- Citizenship: South Africa
- Occupations: scientist, researcher
- Organization: What Works to Prevent Violence Global Programme
- Notable work: A UN-sponsored study coauthored by Jewkes on male violence against women in Asia

= Rachel Jewkes =

South African scientist

Rachel Jewkes is executive scientist: research strategy in Office of the President and former unit director of the Gender and Health Unit of the South Africa Medical Research Council, based in Pretoria, South Africa.

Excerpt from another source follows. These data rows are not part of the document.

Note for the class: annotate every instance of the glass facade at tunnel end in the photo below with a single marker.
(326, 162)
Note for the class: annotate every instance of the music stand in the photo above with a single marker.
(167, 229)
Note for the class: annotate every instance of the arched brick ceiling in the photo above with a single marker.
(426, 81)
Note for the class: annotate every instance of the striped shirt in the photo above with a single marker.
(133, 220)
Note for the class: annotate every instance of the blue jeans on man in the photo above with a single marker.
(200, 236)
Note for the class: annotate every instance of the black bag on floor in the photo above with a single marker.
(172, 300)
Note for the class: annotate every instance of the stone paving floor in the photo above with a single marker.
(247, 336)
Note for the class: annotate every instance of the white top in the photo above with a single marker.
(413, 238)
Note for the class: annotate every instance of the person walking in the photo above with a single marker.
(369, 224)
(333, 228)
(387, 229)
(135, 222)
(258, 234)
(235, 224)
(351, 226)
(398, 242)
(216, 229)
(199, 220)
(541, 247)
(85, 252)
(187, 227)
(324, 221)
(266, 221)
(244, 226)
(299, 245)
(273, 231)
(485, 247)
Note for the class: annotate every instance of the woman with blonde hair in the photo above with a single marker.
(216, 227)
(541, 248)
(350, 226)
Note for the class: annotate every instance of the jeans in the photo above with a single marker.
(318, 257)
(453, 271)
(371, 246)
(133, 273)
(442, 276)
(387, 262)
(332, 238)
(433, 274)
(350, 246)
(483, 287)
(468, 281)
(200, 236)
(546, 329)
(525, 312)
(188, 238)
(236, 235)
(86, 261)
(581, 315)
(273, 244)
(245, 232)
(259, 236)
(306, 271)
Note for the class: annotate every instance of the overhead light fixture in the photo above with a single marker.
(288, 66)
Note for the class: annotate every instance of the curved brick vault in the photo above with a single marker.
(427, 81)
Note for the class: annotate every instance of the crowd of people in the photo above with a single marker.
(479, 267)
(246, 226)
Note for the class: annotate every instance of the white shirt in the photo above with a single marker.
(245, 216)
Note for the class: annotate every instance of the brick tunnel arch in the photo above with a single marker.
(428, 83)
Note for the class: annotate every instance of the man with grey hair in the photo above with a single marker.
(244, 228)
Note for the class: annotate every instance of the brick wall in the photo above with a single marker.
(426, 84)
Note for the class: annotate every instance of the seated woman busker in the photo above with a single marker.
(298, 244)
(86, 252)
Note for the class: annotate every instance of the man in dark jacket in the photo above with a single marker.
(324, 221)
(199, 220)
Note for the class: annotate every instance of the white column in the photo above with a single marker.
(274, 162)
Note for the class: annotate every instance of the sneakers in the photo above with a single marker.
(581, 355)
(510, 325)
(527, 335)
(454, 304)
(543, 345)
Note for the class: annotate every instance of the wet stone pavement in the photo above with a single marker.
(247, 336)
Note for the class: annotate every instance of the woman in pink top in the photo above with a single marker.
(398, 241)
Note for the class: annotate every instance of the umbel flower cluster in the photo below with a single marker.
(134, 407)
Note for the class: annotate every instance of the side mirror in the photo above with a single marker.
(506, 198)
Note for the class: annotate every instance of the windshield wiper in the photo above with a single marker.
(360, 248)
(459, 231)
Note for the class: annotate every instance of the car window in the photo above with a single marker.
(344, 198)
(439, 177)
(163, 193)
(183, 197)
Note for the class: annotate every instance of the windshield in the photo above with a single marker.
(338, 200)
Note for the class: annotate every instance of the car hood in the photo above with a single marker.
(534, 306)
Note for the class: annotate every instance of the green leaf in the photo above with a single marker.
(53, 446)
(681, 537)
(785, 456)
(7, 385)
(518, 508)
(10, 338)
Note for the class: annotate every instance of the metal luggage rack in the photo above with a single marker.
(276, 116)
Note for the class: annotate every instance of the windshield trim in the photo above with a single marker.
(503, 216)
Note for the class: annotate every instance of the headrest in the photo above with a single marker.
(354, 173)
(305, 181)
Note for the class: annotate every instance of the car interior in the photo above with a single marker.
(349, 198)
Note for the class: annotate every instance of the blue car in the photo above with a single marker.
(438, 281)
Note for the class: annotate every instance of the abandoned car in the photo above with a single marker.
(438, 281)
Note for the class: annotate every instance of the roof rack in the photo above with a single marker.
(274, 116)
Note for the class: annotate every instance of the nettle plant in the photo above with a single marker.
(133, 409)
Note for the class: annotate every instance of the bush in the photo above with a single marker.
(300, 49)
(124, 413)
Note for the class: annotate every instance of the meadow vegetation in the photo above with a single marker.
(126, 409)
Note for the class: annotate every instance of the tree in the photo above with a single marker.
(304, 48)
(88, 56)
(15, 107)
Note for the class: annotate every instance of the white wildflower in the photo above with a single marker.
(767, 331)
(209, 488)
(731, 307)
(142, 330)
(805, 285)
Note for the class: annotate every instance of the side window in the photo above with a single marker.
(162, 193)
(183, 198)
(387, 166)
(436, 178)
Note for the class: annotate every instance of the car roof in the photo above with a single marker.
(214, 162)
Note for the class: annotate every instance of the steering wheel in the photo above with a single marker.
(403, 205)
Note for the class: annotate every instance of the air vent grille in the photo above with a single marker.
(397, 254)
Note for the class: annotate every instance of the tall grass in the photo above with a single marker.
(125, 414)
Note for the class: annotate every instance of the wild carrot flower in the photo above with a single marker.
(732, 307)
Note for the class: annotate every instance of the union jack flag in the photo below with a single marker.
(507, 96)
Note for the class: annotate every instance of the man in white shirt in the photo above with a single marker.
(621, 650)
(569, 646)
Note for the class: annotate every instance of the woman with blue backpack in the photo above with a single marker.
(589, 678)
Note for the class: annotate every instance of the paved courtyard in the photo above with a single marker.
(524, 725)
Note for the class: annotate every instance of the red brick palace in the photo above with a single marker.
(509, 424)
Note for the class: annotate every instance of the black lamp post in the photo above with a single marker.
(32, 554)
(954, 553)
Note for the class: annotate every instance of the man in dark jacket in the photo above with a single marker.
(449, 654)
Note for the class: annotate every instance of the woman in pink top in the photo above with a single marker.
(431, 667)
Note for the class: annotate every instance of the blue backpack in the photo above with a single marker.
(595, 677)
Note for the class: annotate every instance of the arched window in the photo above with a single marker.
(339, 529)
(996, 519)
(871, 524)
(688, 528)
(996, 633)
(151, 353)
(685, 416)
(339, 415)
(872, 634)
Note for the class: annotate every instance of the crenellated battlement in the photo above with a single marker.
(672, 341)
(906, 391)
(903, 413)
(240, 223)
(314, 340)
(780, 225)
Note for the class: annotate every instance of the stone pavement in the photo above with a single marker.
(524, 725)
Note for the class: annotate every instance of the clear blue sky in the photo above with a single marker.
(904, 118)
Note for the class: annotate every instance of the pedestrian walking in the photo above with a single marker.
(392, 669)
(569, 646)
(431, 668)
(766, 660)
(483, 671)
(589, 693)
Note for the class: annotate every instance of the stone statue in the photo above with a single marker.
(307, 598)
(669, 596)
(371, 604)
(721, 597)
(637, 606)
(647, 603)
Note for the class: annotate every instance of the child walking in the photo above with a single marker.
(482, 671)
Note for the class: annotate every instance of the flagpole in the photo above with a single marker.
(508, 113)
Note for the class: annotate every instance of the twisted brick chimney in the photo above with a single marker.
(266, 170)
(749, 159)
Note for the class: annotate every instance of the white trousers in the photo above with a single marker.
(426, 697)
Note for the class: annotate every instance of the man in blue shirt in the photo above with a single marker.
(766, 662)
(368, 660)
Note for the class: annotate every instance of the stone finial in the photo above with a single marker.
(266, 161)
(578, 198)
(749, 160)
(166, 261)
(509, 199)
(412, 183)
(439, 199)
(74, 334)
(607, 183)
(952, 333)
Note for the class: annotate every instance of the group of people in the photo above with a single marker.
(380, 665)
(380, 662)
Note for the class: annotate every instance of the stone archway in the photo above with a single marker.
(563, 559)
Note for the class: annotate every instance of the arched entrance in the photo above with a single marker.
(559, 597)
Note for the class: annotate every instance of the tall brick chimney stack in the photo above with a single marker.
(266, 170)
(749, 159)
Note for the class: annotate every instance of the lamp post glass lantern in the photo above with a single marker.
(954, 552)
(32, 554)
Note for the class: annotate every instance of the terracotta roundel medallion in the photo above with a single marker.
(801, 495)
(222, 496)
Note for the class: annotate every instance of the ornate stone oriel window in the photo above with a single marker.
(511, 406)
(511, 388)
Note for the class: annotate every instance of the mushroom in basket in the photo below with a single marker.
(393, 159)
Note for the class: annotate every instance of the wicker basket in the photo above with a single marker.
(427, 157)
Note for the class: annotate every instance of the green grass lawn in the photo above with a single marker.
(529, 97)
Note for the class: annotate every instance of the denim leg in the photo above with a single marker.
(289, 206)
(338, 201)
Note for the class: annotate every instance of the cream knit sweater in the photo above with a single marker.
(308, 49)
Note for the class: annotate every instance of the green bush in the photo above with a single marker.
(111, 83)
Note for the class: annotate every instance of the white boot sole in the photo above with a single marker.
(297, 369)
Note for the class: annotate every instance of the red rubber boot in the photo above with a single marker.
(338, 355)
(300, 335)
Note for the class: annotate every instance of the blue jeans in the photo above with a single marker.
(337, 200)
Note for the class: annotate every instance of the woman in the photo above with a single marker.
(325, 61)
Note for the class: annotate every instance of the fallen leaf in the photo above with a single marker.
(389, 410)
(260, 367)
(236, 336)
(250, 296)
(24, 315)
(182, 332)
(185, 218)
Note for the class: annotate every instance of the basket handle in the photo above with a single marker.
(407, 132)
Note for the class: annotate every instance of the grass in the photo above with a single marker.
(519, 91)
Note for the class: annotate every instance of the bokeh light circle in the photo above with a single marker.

She also serves as Director of the What Works to Prevent Violence Global Programme, as well as of the Secretary of the Sexual Violence Research Initiative. She has been a member of the National Council Against Gender-Based Violence in South Africa and the PEPFAR Scientific Advisory Board and the WHO's Strategic and Technical Advisory Committee for HIV-AIDS (STAC-HIV). Jewkes studied medicine, receiving a master's in community medicine (MSc) and a doctorate in medicine (MD) from the London School of Hygiene & Tropical Medicine, University of London. She is an honorary professor in the faculty of Health Sciences, School of Public Health at the University of Witwatersrand, Johannesburg, and is an A-rated researcher with the South African National Research Foundation. Jewkes moved from England to South Africa in 1994.

== Recent research ==
A UN-sponsored study coauthored by Jewkes on male violence against women in Asia and the Pacific reported that a high number of men admitted to sexual violence. Survey researchers have questioned the plausibility of some of the findings of this study. In 2013 Jewkes also published on depressive symptoms after sexual assault, the epidemiology of child homicides and intimate femicide-suicide.

== Publications ==

=== Sexual violence ===
- Fulu, Emma (2013). "Why Do Some Men Use Violence Against Women and How Can We Prevent It? Quantitative Findings from the United Nations Multi-country Study on Men and Violence in Asia and the Pacific"
- Jewkes, Rachel (2002). "World report on violence and health"
- Abrahams N, Jewkes R, Hoffman M, Laubsher R (2004). "Sexual violence against intimate partners in Cape Town: prevalence and risk factors reported by men"
- Jewkes R, Christofides N, Vetten L, Jina R, Sigsworth R, Loots L (2009). "Medico-legal findings, legal case progression, and outcomes in South African rape cases: retrospective review"

=== Homicide and femicide ===
- Mathews S, Abrahams N, Jewkes R, Martin LJ, Lombard C, Vetten L (2008). "Intimate femicide-suicide in South Africa: a cross-sectional study"
- Abrahams N, Jewkes R, Martin LJ, Mathews S, Vetten L, Lombard C (2009). "Mortality of women from intimate partner violence in South Africa: a national epidemiological study"

=== Women's health ===
- Abrahams N, Jewkes R, Mvo Z (2001). "Health care-seeking practices of pregnant women and the role of the midwife in Cape Town, South Africa"
- Jewkes, Rachel (2015). "From work with men and boys to changes of social norms and reduction of inequities in gender relations: a conceptual shift in prevention of violence against women and girls" Pdf.